In the midst of a busy holiday season, we use these traditions as a means to help us set our hearts on the greatest treasure of all, Jesus. But the season of Advent looks forward as much as it looks backwards because Jesus has promised to return again for his people.
Please consider how people responded to the first Advent of Christ so that you might be prepared for the second Advent of Christ.
When the wise men from the east came to Jerusalem looking for Jesus, the king born of the Jews, Herod, the reigning king, and all Jerusalem were troubled with this news. A new king? And so, Herod called all the chief priests and scribes of the people to inquire where this king, this Christ, was to be born.
The ready answer by these religious scholars was “Bethlehem” because of prophecies written long ago. And so, Herod sent the wise men to Bethlehem to find the new king, the Christ, with the sly intent he would then kill this new king when he was found. (Matthew 2:1-12)
And so, the wise men go. But wait did you catch that? Only the wise men go. All Jerusalem had been troubled by this news the wise men brought. The chief priests and scribes were among those in Jerusalem, and they knew where the Messiah, the King, was to be born. They personally witnessed an incredible event with wise men from the east coming in response to a sign in the sky. And yet, they did not go check it out for themselves!
Absolutely astonishing. The very people whom you would have expected to rush to see if the Messiah was in the place they were already expecting him to arrive, actually stayed put and did nothing.
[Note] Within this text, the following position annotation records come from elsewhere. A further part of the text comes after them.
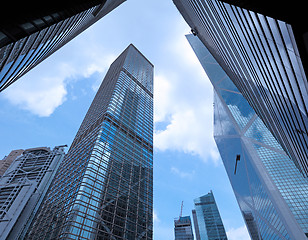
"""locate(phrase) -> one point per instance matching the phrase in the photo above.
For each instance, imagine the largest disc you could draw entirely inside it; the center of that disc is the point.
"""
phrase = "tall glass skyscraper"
(104, 188)
(183, 229)
(270, 190)
(23, 188)
(207, 220)
(264, 57)
(39, 30)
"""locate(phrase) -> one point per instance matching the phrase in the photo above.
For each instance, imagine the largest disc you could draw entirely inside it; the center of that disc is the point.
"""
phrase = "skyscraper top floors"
(35, 31)
(262, 47)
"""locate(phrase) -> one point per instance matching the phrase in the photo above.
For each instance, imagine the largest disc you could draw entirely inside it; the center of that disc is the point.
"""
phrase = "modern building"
(104, 188)
(265, 55)
(207, 220)
(35, 31)
(7, 160)
(23, 187)
(183, 229)
(270, 190)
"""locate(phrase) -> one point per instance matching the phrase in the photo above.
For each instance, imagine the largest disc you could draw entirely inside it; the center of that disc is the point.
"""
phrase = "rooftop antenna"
(181, 210)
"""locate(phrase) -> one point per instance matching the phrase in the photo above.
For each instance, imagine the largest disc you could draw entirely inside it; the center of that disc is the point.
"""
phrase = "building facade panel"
(183, 229)
(208, 220)
(270, 189)
(261, 56)
(104, 189)
(23, 187)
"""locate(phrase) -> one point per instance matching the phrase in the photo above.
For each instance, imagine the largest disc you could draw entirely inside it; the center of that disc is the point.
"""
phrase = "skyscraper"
(104, 188)
(7, 160)
(183, 229)
(38, 30)
(265, 57)
(23, 187)
(270, 189)
(207, 220)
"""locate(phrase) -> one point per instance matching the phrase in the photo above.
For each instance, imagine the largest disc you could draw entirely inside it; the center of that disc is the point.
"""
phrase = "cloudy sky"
(46, 107)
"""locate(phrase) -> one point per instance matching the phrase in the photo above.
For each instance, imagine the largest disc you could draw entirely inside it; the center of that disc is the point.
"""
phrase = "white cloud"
(155, 217)
(182, 174)
(44, 88)
(183, 99)
(240, 233)
(39, 97)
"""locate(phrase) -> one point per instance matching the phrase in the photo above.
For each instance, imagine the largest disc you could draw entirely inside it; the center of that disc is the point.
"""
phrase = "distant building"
(183, 229)
(35, 31)
(23, 187)
(271, 191)
(104, 189)
(207, 220)
(7, 160)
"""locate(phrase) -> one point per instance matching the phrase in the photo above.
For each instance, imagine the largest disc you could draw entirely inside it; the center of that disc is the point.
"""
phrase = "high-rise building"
(270, 189)
(104, 188)
(207, 220)
(265, 57)
(183, 229)
(32, 34)
(7, 160)
(23, 187)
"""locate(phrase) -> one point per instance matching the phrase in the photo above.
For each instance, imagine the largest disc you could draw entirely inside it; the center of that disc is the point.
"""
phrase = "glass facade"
(271, 191)
(183, 229)
(43, 36)
(104, 189)
(261, 57)
(23, 187)
(208, 220)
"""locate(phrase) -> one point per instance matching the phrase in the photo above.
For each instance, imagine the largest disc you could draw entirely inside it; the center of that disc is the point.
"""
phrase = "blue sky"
(46, 107)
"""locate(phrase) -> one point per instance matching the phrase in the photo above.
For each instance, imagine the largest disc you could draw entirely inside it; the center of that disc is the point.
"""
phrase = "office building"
(265, 57)
(183, 228)
(207, 220)
(35, 31)
(23, 187)
(104, 188)
(7, 160)
(270, 189)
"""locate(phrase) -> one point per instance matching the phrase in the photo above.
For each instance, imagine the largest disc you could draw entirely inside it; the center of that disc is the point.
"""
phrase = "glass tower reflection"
(104, 189)
(271, 191)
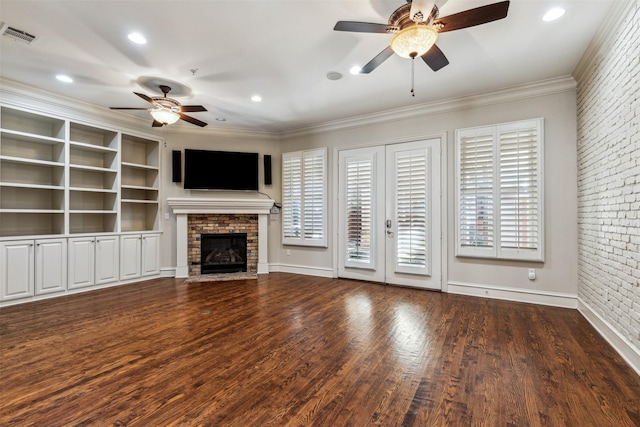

Take careful note of this: Though Jesus’ coming was expected by many, few were actually ready for his arrival.
There were many Jews in those days who would have affirmed that they believed the Messiah was coming. But when it actually happened, they were not ready.
This is a warning to us all. Every week during Advent (and throughout the whole year), we hear the proclamation that Jesus came once, and he will come again. But when it comes down to it, we don’t really have the expectation that he will come anytime soon. We go about our lives planning for many things the Christmas dinner, the summer vacation, the anticipated retirement. Little time is spent contemplating and preparing for the return of Jesus.
Do you believe Jesus is coming back with the same certainty that Christmas will come this year? When you stand before him on the day of his return, will you rejoice at his appearing, or will you be filled with shame at your lack of readiness?